Having examined the competing views on the employees' fair share of the benefits of patents Mr Justice Floyd decided that the inventors should receive one-off final awards of 3%4 of the £50 million benefit, or £1.5 million. This total was split in accordance with the inventors' respective contributions with two thirds (£1 million) going to Dr Kelly and a third (£0.5 million) going to Dr Chui. The total award represents about 0.1% of Myoview turnover, or only three days' profits.

This judgment has broken new ground but it seems to us wrong as to the test for "outstanding benefit" in the pharmaceutical and biotech sectors and to the quantification of that benefit. If applied, it puts many companies at risk of these sorts of claims. It is not being appealed, as neither side sought leave to appeal.

This landmark decision means that the UK joins other countries such as Germany and Japan in securing benefits for employee inventors. For employers, the judgment should at the very least prompt a review of their standard contractual arrangements with UK inventor employees. In particular, employers may want to consider whether they build into UK inventor employees' terms and conditions provisions regarding their reward in relation to inventions of outstanding benefit to them.
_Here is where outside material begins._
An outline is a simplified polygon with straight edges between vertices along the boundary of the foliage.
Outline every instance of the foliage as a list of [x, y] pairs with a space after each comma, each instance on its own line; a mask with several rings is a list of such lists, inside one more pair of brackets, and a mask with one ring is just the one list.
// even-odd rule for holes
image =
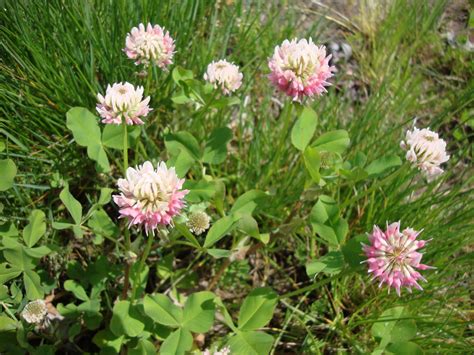
[[[447, 2], [388, 3], [362, 23], [286, 1], [3, 2], [0, 352], [470, 352], [472, 52], [443, 39]], [[169, 71], [143, 75], [122, 53], [148, 21], [176, 39]], [[353, 57], [325, 96], [293, 103], [267, 60], [310, 36]], [[244, 73], [231, 96], [202, 79], [218, 58]], [[144, 126], [96, 116], [119, 81], [151, 97]], [[399, 147], [414, 117], [448, 142], [434, 181]], [[185, 211], [154, 237], [112, 201], [124, 149], [186, 179]], [[192, 211], [211, 217], [201, 235]], [[424, 229], [437, 268], [400, 298], [361, 264], [366, 233], [398, 220]], [[35, 299], [48, 326], [21, 316]]]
For example, employers could include a contractual framework concerning when and how they would determine whether their UK employees' inventions constitute an outstanding benefit and, if so, how their fair share of that benefit would be assessed. However, there is a risk that such contractual arrangements, if entered into on commencement of employment, could be declared unenforceable as being in breach of section 42(2) of the 1977 Act (insofar as they diminish employees' rights in inventions made by employees after the date of the contract or in or under patents for such inventions) or void as being in breach of public policy. One possible way of avoiding the application of section 42(2) is for employers to enter into such contractual arrangements after the inventions have been made.
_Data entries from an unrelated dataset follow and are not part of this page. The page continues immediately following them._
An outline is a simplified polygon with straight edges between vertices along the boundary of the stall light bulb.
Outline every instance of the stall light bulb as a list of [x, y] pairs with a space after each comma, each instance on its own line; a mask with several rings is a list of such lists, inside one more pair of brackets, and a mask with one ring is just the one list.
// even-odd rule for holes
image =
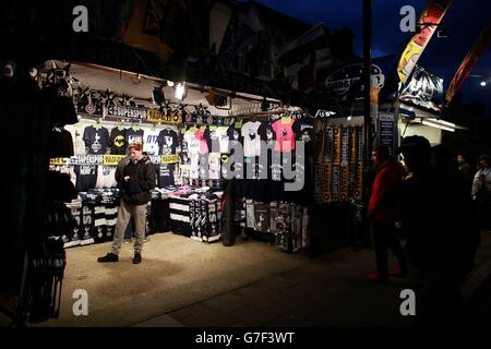
[[177, 84], [175, 97], [179, 100], [182, 100], [182, 97], [184, 97], [184, 93], [185, 93], [184, 84], [182, 83]]

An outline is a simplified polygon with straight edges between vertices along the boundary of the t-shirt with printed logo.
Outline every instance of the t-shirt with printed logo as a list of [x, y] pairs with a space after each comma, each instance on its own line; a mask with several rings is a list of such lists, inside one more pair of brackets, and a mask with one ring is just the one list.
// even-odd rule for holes
[[295, 120], [292, 119], [279, 119], [273, 122], [273, 130], [276, 133], [276, 152], [290, 153], [291, 151], [295, 151], [294, 122]]
[[95, 128], [93, 125], [86, 127], [84, 130], [84, 142], [88, 154], [103, 155], [106, 154], [107, 148], [111, 145], [109, 139], [109, 131], [104, 127]]
[[159, 154], [158, 136], [159, 130], [145, 130], [143, 133], [143, 152], [148, 155]]
[[119, 127], [111, 130], [111, 154], [127, 154], [127, 130]]
[[248, 121], [242, 125], [243, 155], [246, 157], [261, 155], [261, 137], [258, 134], [260, 127], [261, 122], [259, 121]]
[[143, 143], [143, 130], [142, 129], [128, 129], [125, 133], [127, 144], [130, 145], [134, 142]]
[[164, 129], [158, 134], [158, 146], [160, 155], [176, 154], [178, 145], [178, 136], [176, 131], [170, 129]]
1.(1) James Duncan Kelly and (2) Kwok Wai Chiu v GE Healthcare Limited [2009] EWHC 181 (Pat)

2.Amersham was later taken over by General Electric Company and renamed GE Healthcare but this corporate change had no impact on this case; Amersham is the relevant entity and it continued to exist.

3.One of the two patent families in addition had two other co-inventors who were not employees but were academics from Cardiff University and Keele University. A co-inventor of both patent families, Dr Latham, was another employee of Amersham. Dr Latham took no part in these proceedings.
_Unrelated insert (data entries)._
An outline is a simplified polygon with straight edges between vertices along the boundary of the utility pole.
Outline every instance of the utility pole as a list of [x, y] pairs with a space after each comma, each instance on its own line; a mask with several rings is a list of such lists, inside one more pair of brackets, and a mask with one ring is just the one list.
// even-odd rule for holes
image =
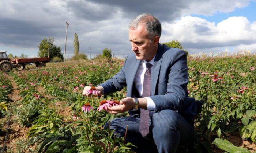
[[90, 60], [91, 60], [91, 47], [90, 47]]
[[66, 46], [67, 46], [67, 34], [68, 32], [68, 26], [69, 25], [69, 24], [65, 21], [66, 22], [66, 25], [67, 25], [67, 28], [66, 28], [66, 40], [65, 43], [65, 50], [64, 50], [64, 62], [66, 59]]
4.This level of "inventor royalties" on the total sales is common in university licensing deals but note that 3% is a percentage not of total sales but of the very conservatively estimated benefit of the patents of £50 million. Cardiff and Keele Universities, the employers of the two academic co-inventors of one the patents, were in fact paid royalties of roughly 0.5% of Myoview sales.

Because of the generality of this update, the information provided herein may not be applicable in all situations and should not be acted upon without specific legal advice based on particular situations.